Saturday was jam-packed with other activities, many of them focused on children, including Kidsfest in the morning, which attracted several hundred kids and parents. There were writing workshops for kids and an event called ‘Budding Writers’ where students in grade 5 to 8 read their own works. A Brunch & Books event with Fereshteh Molavi, Melvin Gallant, Shandi Mitchell, and Hélène Vachon was a quiet oasis for lovers of the written word. The final event of the festival, called Frye Jam, brought together 7 authors, French and English, as well as several musical guests, for a late night celebration of words and music.
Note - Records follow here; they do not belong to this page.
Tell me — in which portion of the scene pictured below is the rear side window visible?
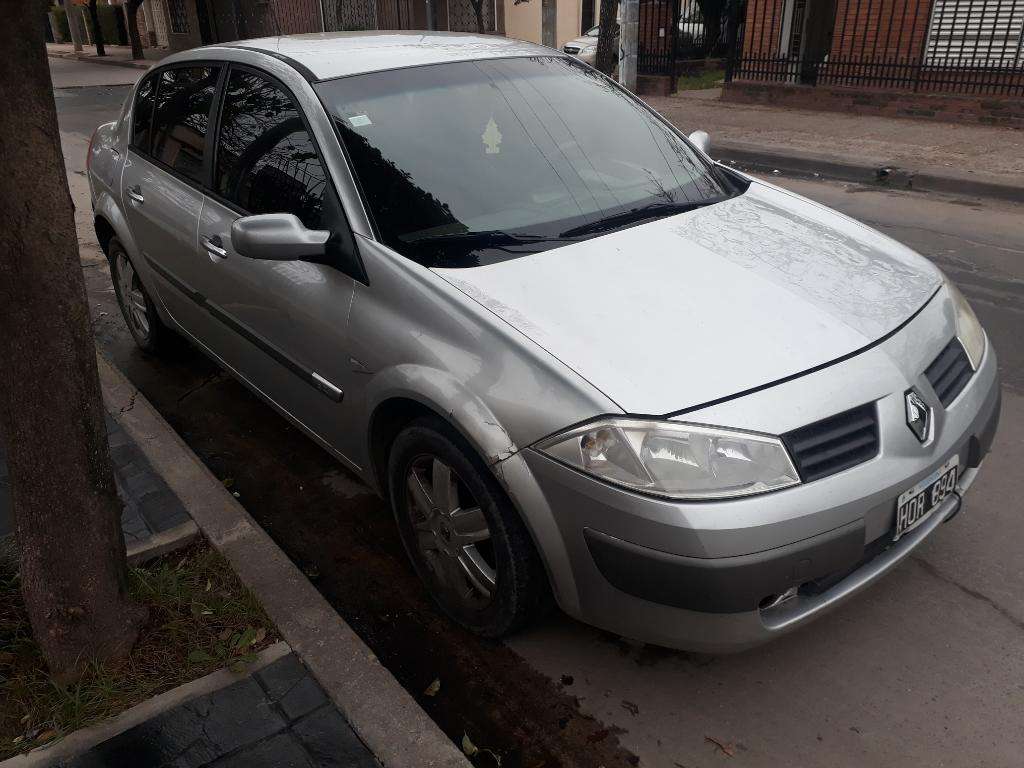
[214,69,333,229]
[151,67,219,182]
[131,76,157,153]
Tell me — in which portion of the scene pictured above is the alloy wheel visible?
[406,455,497,610]
[117,251,150,338]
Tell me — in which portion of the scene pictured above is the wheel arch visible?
[366,365,519,496]
[92,190,139,269]
[367,366,579,615]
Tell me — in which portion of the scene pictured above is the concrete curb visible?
[46,50,149,70]
[712,141,1024,203]
[97,355,469,768]
[128,520,199,565]
[0,641,291,768]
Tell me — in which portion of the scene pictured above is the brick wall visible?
[271,0,324,35]
[722,82,1024,130]
[743,0,784,56]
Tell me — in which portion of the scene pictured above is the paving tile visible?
[292,706,380,768]
[138,490,188,532]
[63,707,208,768]
[211,733,313,768]
[111,445,135,467]
[256,653,309,701]
[278,675,328,722]
[186,678,287,755]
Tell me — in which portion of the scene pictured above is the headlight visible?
[946,278,985,371]
[537,419,800,499]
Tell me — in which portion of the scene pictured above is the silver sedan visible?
[89,33,999,650]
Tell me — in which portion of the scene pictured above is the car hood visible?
[435,181,942,415]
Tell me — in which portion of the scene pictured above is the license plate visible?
[893,456,959,542]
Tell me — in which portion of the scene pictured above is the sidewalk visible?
[0,413,199,562]
[46,43,170,70]
[645,88,1024,201]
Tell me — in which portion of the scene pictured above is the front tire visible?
[388,417,551,638]
[106,238,167,353]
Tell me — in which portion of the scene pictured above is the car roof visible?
[188,31,563,80]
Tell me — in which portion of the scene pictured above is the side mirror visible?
[231,213,331,261]
[687,131,711,155]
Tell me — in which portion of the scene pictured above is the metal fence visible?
[637,0,737,75]
[726,0,1024,95]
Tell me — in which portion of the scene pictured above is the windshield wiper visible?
[559,198,725,238]
[401,229,552,248]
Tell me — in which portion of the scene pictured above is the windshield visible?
[316,56,734,267]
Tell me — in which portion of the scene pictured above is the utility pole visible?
[60,0,82,51]
[618,0,640,93]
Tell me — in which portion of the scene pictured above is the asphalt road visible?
[56,58,1024,768]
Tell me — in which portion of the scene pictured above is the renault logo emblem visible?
[904,389,932,442]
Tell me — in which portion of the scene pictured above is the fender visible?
[366,364,519,467]
[366,365,581,616]
[92,188,177,328]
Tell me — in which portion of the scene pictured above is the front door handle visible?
[203,234,227,259]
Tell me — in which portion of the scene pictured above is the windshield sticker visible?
[480,115,502,155]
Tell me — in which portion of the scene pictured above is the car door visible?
[121,62,224,338]
[196,65,366,462]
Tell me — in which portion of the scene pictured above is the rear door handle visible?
[202,234,227,259]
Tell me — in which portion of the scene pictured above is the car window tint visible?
[214,70,328,229]
[131,77,157,153]
[151,67,218,181]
A tough crowd sometimes, for the authors, with some people doing more talking than listening, but Mark Anthony Jarman found an answer when he pulled his harmonica out of his pocket toward the end of his reading and fronted our favourite local band, Les Païens. And with skill, as his CV had forewarned us.
I’ve left Friday out of my account, but it’s getting late and the election results are beginning to come in. As a purely (or not so purely) English speaker at a bilingual festival, it was a pleasure for me to meet Prix Goncourt winner, medical doctor, and ambassador (among many other things) Jean-Christophe Rufin. Friday evening Rufin engaged in a one-hour conversation with host Jean Fugère, which kept the crowd of 150 in absolute thrall. Rufin also took part in a noontime roundtable on “Writers as Readers” along with Fereshteh Molavi, Mark Anthony Jarman, and Hélène Vachon. Friday afternoon belonged to Sylvia Tyson. A well-attended ‘Book Club’ event featured a discussion of her new novel, “Joyner’s Dream,” with Sylvia answering all our questions. Two hours later she was part of a ‘Beer and Books’ event that ended with Sylvia reading extensively from her novel and, to conclude her reading, she performed one of the songs she had written as integral to the novel. As I said to someone leaving the venue, “It was worth the wait!”